While all new students may feel a degree of isolation and homesickness, international students can experience this twofold. Language, food, social behavior, and communication are all new, different, and perhaps strange to international students.
International students are often surprised by the degree of informality in the American classroom. In many of their cultures, faculty members are considered to be "on a pedestal" and very unapproachable. As a result, international students are uncomfortable speaking in class, particularly when they might appear to be questioning the teacher’s knowledge or authority. Their initial unfamiliarity with the US university culture and with the English language often makes them reluctant to participate in any classroom discussion.
Advisors can assist international students by reassuring them that it is acceptable to ask questions and express opinions in the classroom. They might remind advisees that, in some courses, class participation is expected and will make up a certain percentage of the final grade. Also, advisors can encourage international students to take advantage of faculty office hours to
ask for help or clarification on points they might have missed in class.

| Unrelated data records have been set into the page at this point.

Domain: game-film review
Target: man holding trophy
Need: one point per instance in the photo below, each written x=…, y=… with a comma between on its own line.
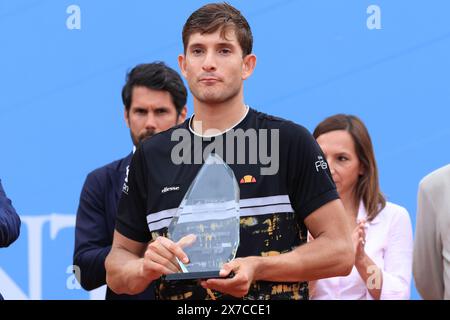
x=206, y=218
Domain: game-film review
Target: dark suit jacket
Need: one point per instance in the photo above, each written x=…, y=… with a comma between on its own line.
x=96, y=219
x=9, y=222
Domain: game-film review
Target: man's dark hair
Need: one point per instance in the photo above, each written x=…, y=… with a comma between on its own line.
x=156, y=76
x=214, y=16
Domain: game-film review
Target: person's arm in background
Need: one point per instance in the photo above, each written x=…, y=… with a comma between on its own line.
x=92, y=244
x=9, y=220
x=427, y=262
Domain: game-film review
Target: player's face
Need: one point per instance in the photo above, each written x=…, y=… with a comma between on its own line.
x=151, y=111
x=339, y=149
x=214, y=67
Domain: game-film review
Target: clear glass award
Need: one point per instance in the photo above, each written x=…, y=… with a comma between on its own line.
x=206, y=224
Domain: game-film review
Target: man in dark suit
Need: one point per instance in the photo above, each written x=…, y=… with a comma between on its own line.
x=154, y=98
x=9, y=222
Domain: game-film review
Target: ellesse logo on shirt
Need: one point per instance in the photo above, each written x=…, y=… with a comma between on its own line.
x=170, y=189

Advisors need to be aware that international students who are in the US on a student visa are required by law to be enrolled in at least twelve credit hours for the duration of each semester. Summer enrollment is optional. International students do not have the luxury of dropping below twelve hours because they are failing one or more classes. They must maintain full‐time enrollment in order to remain in legal status. However, there are exceptions to this immigration regulation during a student’s first enrollment period or in the event of a serious medical problem. International students may not enroll in correspondence courses. They may only take one online course per twelve-hour enrollment.